French performers fight sexism and violence with art

French performers fight sexism and violence with art

A French touring arts festival is raising awareness of violence and discrimination against women as it travels through Normandy. “Spectacles en cavale,” which means “travelling performances” in French, is a feminist arts festival taking place for the whole month of July, with performers, musicians and puppeteers going from village to village by caravan, performing live shows for adults and children. 

“There is a growing interest in feminist issues in France, and when I saw a call from the Ministry of Culture for cultural projects in rural areas, I proposed to do Spectacles en cavale,” says organiser Malou Estenne. 

Estenne is the founder of Transtopie, an events management organisation dedicated to fight against discrimination with art.

“Last year, I decided to put together Ladyfest, a riot grrrl feminist music and arts festival that started in Olympia, Washington, which has since branched out all over the world. I decided to put together one here in Alençon, where I live, and it worked very well.”

Spectacles en cavale offer a variety of performances and workshops to encourage people to exchange ideas on women’s issues and gender: a muppet show celebrates the English palaeontologist Mary Anning, there are games and theatre performances around gender identity and stereotypes, and sound installations with readings of poems by women – to name a few.

During the festival, artists are joined by guest speakers and volunteers assisting with workshops. The reactions so far have been mixed, Estenne says. “Some people love it, others are shocked, saying it’s extreme, particularly our exhibition about women’s bodies in the public space”.

The exhibition, which mixes photography with charcoal drawings by Estenne, depicts women’s bodies and slogans denouncing sexist violence. In one of them, the famous sentence by Simone de Beauvoir “one is not born, but rather becomes a woman” is changed to “one is not born, but rather dies a woman.”

The show with most success so far has been a theatrical performance by three actors playing the story of a woman giving birth, and questioning what it means to be a woman. “It’s funny, there is a lot of interaction with the public, and they end it with a folk dance – which is very joyful, people love it.”

Women in the public space

Central to the festival is the topic of women in public spaces. “La rue fait mauvais genre” loosely translates as “the street does not engender confidence,” a play on the word “gender”, and is told by Estenne in front of an audio-visual installation. She wrote the performance based on her own experiences as a young girl living in Paris, describing violence against women and queer individuals in public spaces, and questioning how to reclaim it. 

la rue fait mauvais genre

“When we create inclusive public spaces for women everyone benefits, including children, people with disabilities and older people,” Estenne explains. “There is a trend called “gender mainstreaming” which has been coined by the EU to define the policy of implementing gender awareness at all levels of governance, that has been applied to urban planning in cities like Montreal and Vienna.” 

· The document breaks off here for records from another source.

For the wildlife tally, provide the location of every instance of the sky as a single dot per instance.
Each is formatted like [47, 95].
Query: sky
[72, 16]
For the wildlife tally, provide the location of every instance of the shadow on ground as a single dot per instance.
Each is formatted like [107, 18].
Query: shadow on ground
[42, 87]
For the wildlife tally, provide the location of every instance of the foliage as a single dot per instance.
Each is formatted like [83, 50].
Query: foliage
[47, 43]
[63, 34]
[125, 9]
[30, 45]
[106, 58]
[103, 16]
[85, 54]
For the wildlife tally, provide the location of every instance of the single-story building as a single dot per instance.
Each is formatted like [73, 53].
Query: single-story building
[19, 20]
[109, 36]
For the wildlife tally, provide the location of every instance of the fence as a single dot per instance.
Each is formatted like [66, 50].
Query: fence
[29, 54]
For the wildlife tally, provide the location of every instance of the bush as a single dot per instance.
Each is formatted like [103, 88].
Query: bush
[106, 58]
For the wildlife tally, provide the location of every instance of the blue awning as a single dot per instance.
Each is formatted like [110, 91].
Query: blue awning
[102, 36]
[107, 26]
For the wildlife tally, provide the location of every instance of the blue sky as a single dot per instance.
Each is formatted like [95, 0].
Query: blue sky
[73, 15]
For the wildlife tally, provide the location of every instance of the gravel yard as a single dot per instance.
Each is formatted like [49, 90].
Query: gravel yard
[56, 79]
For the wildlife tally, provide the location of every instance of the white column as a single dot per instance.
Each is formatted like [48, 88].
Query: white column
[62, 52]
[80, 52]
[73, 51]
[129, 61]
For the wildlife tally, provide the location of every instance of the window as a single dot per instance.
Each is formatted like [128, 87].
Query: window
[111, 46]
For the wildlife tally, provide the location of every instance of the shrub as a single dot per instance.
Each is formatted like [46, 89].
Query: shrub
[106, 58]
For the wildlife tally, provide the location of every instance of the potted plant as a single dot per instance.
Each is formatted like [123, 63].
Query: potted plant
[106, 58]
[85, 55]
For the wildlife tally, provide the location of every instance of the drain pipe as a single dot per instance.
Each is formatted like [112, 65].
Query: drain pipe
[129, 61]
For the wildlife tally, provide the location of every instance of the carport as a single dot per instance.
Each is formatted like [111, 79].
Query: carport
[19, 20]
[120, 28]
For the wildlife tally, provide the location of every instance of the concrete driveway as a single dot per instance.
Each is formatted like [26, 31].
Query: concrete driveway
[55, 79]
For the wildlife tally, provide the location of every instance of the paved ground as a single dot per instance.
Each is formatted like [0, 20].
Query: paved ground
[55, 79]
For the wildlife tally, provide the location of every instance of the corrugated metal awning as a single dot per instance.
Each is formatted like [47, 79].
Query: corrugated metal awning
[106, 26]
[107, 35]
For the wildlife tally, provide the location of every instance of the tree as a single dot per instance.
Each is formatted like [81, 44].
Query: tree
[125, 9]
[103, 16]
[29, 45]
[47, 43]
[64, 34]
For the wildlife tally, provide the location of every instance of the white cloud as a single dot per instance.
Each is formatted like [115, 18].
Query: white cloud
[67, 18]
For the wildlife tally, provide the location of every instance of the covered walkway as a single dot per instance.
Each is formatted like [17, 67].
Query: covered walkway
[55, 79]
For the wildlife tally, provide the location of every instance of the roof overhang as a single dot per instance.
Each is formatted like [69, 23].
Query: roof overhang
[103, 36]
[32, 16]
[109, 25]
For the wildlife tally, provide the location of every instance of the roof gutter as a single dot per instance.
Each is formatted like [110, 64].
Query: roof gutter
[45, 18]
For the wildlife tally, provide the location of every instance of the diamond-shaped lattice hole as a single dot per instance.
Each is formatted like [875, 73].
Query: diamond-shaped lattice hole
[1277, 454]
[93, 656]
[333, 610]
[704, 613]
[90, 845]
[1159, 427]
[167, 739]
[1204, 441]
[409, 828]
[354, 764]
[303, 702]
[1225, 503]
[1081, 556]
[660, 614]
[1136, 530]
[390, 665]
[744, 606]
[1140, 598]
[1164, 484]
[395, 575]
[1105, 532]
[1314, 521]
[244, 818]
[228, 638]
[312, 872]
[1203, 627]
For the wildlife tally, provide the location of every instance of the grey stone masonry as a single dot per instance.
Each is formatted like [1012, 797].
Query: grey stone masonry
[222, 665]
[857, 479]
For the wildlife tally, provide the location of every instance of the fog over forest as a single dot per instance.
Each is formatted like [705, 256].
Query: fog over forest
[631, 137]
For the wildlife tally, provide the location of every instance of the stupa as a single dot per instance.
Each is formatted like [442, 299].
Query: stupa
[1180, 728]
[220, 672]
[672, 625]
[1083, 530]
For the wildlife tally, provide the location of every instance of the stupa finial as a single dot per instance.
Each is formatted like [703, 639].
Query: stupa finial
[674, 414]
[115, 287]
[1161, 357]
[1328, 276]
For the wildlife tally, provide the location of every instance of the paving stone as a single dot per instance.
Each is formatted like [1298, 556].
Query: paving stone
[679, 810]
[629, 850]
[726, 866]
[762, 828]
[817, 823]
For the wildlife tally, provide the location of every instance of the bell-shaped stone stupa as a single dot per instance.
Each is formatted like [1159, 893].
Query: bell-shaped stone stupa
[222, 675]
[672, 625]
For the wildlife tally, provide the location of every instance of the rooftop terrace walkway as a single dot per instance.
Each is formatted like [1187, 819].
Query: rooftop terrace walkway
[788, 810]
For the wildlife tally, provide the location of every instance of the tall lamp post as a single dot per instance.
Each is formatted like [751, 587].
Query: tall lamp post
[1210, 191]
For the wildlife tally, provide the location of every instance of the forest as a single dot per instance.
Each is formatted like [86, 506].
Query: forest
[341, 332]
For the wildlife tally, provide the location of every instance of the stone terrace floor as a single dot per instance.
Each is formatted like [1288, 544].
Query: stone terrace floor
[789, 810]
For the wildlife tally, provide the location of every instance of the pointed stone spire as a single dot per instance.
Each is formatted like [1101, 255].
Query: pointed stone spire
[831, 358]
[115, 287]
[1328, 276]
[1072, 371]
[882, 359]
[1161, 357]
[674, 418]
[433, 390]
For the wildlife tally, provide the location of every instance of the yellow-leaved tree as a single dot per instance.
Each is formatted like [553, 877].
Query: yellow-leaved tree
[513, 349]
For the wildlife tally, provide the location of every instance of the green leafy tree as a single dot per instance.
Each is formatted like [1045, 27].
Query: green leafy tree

“When I travelled to Canada, I was surprised to see pedestrian areas in Montreal, convivial spaces where people can gather. There is also this large public space in the heart of the city entirely dedicated to festivals, entertainment and leisure called la Place des Festivals.”

During the festival, Estenne included an “exploratory walk”, a women-only walk around Alençon at night. This is a safe space where women can share their experiences, and discuss safety and security. Drawing inspiration from Canada, Estenne had organised several of these walks in the Norman town previously. 

In France, she tells us, urban public spaces are largely occupied by men. For women, these  are transient, used to get from one place to another, even during the day.  At night no one feels safe, Estenne explains.

“Whether it’s young women who get regularly cat-called and harassed, or older women who are being followed and are scared of being assaulted, no one feels safe in the city, whatever their age.”

During these walks around the city, Estenne conducts radio interviews with women, recording their comments on the public spaces they are in. She later uses these recordings to create interactive maps. Through this work she aims to drive a conversation about inclusivity, and hopefully, create safer public spaces for everyone.